TACPS 2025-July In Conjunction with CAV 2025

The 3rd TACPS: Neurosymbolic and Foundation Models for AI verification
in Autonomous CPS

Introduction

The integration of machine learning (ML) into cyber-physical systems (CPS) has revolutionized applications such as self-driving cars, delivery drones, service robotics, and automated medical procedures. However, the deployment of these systems has brought safety and reliability concerns to the forefront, with real-world failures resulting in fatalities and economic losses. These incidents underscore the urgent need for robust verification and validation methodologies tailored to ML-driven CPS.

Traditional verification techniques face significant challenges in addressing the complexities of ML components within CPS. These challenges include the reliance on representative training data, susceptibility to out-of-distribution inputs, and the black-box, non-explainable nature of ML models. Existing tools, such as hybrid automata, fall short of adequately modeling and reasoning about these systems, necessitating innovative approaches to ensure their safety and reliability.

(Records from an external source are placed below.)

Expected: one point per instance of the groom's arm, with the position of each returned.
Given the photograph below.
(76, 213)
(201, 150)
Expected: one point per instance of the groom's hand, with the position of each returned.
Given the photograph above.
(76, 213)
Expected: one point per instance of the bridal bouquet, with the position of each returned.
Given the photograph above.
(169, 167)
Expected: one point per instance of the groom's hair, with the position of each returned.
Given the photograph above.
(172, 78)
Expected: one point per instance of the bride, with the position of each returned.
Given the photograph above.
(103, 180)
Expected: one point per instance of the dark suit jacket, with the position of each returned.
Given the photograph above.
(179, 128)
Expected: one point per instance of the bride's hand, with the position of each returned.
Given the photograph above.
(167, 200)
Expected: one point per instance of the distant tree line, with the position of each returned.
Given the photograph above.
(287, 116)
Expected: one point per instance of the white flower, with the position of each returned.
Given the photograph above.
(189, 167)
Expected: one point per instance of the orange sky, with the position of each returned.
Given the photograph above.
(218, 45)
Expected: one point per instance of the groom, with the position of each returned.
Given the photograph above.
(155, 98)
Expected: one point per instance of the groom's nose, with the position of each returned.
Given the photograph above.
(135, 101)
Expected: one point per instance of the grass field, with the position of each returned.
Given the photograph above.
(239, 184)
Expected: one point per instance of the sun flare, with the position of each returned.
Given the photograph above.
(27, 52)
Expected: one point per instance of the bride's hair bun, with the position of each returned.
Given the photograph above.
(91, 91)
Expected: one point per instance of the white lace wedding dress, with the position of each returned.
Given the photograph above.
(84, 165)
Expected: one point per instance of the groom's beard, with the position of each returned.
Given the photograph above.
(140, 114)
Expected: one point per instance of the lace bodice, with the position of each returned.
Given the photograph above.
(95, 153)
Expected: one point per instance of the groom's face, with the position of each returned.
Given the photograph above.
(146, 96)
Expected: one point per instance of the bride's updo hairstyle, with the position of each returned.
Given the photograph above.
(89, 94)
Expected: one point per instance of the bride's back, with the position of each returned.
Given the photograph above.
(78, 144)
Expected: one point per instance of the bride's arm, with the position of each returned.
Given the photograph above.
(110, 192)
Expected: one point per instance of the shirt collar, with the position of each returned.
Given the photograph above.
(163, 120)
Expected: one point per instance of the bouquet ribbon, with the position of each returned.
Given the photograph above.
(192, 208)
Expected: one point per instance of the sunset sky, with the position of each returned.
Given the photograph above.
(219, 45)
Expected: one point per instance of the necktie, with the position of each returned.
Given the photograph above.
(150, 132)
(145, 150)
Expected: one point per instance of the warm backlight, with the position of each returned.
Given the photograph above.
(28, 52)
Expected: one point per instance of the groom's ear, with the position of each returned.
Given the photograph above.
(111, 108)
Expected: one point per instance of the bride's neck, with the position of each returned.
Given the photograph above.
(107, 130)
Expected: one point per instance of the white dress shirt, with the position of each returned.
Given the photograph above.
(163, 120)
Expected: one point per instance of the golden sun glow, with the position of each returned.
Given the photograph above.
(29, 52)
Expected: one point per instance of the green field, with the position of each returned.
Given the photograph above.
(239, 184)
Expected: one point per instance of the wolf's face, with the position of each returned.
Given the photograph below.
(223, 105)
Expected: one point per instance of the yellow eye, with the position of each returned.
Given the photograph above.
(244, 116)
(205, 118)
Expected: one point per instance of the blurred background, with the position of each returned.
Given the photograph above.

Emerging technologies, particularly neurosymbolic methods and foundation models like Large Language Models (LLMs), offer transformative potential in this domain. By combining symbolic reasoning with data-driven learning, these approaches facilitate the generation of interpretable representations, extraction of formal specifications, and rigorous handling of uncertainty in ML-based systems. Such advancements not only enhance test generation and issue discovery but also pave the way for extending formal verification to learning-enabled CPS. These contributions are critical for addressing the probabilistic behaviors and transparency challenges inherent in AI components, making them pivotal for the verification and reliability of autonomous CPS.

This workshop aims to bring together researchers and practitioners from the verification, ML, and CPS communities to explore the integration of neurosymbolic approaches and foundation models into the formal verification landscape. Through interdisciplinary discussions, the workshop seeks to advance the state-of-the-art in verifying learning-enabled CPS and ensuring the safety and reliability of AI-driven autonomous systems.